Der historische Erfolg gegen Frankreich wurde in Australien zum meistgesehenen Sportereignis im TV seit den Olympischen Spielen 2000 in Sydney, als die indigene Läuferin Cathy Freeman über 400 Meter die Goldmedaille holte. Diese Zahlen dürften im Halbfinal sogar noch höher werden. Das Stadium Australia wird mit über 75000 Zuschauenden natürlich ausverkauft sein. Doch nicht nur dieses Stadion, auch das Western Sydney Stadium und das Sydney Football Stadium öffnen ihre Tore für den Fussball. Dort ist die Partie auf Grossleinwänden zu sehen. Über das ganze Land verteilt finden grössere Public Viewings statt.
«Wir haben schon jetzt mehr ausgelöst, als wir uns das je vorgestellt haben», sagt Torhüterin Mackenzie Arnold über die Euphorie im Land. Die neue Nationalheldin hatte im Viertelfinal gegen Frankreich drei Penaltys pariert, ihren eigenen Versuch allerdings verschossen. «Natürlich geht unser Weg noch weiter, und wir wollen noch viel mehr. Aber wir haben es geschafft, die kommende Generation zu inspirieren. Diese Begeisterung im Land zu sehen, ist unglaublich», so Arnold, die an der Pressekonferenz zweifach gefragt wird, was sie davon hält, dass man noch immer kein Trikot von ihr kaufen könne.
Dieses wurde nie zum Verkauf angeboten, und auch die Trikots der Feldspielerinnen sind kaum mehr erhältlich. Im Land hat Ausrüster Nike Mühe, der hohen Nachfrage nachzukommen. In den letzten drei Monaten wurden so viele Trikots verkauft wie noch nie – auch nicht während einer Männer-WM. Die australische Version des Guardian publiziert deshalb eine Anleitung, wie man sich selber Fan-Utensilien basteln kann.

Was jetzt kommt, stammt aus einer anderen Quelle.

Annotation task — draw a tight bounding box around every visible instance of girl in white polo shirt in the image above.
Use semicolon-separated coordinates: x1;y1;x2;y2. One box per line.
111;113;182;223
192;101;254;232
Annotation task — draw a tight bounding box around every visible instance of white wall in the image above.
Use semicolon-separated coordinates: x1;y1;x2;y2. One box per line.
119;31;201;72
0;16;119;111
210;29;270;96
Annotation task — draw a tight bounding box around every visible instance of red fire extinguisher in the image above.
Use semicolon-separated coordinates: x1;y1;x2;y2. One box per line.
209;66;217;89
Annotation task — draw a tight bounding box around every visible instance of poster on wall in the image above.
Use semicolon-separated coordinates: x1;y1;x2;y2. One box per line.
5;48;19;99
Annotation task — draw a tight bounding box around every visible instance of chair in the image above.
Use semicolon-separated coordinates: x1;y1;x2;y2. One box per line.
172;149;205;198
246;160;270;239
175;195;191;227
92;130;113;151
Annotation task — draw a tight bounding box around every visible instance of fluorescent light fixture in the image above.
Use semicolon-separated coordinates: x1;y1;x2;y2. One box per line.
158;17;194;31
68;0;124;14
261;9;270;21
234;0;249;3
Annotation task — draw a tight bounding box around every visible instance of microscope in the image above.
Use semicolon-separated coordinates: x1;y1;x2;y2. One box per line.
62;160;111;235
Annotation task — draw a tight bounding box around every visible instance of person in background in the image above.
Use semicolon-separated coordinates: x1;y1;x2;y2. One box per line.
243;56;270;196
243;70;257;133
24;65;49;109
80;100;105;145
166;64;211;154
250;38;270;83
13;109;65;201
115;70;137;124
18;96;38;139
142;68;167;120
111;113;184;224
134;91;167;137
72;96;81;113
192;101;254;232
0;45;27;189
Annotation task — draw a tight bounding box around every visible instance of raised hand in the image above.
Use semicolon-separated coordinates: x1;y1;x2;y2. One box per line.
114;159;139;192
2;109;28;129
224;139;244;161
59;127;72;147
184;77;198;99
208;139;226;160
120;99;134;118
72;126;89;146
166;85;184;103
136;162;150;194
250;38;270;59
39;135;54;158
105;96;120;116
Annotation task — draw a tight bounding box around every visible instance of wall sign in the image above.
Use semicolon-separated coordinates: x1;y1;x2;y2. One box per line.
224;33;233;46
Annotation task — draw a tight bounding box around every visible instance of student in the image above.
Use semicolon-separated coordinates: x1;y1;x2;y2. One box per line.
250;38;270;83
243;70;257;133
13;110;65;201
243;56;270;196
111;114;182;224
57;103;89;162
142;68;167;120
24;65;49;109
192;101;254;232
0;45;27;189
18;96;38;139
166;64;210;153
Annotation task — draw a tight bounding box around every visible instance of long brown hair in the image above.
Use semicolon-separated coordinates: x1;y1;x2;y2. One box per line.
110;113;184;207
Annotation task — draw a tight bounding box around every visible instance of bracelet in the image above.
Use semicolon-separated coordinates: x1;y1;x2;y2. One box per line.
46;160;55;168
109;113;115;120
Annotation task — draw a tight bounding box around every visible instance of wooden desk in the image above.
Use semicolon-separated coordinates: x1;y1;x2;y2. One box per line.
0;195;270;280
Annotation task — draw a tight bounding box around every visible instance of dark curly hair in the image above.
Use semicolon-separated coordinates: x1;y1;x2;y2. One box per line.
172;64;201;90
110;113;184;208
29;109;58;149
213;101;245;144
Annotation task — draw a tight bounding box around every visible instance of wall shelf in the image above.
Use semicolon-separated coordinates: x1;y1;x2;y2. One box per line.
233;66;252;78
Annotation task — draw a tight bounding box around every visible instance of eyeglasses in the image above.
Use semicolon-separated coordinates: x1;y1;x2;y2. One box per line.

Während des ersten WM-Halbfinals zwischen Spanien und Schweden drängen sich Menschenmassen in die Fanzone in Sydney vor die grossen Leinwände. Viele tragen Trikots von Spanien oder Schweden, die meisten aber tragen Fanutensilien der «Matildas». So etwa Amelia McVeigh.
Die 34-Jährige aus Sydney ist seit Jahren Anhängerin des Frauenteams und kann kaum glauben, was in den letzten Wochen geschehen ist. «Es ist schlicht unglaublich. Früher interessierte sich niemand für unser Team, und jetzt sind alle Fans. Die Entwicklung ist grossartig», so McVeigh. Die Spielerinnen würden in der Öffentlichkeit sympathisch auftreten, das helfe der Beliebtheit. «Wir Australier können uns für Teamsportarten begeistern. Viele haben auch gemerkt, dass es möglich ist, von mehreren Sportarten Fan zu sein.»
Tatsächlich steht selbst der Männerfussball in Australien im Schatten von Rugby oder Cricket. Und der Frauenfussball interessierte bis anhin niemand. Noch um die Jahrtausendwende posierten mehrere Nationalspielerinnen nackt für einen Kalender, um wenigstens ein bisschen Aufmerksamkeit für das Team zu erregen. Als das Team 2003 zur WM reiste, erschien dennoch kein Journalist an der Medienkonferenz am Flughafen.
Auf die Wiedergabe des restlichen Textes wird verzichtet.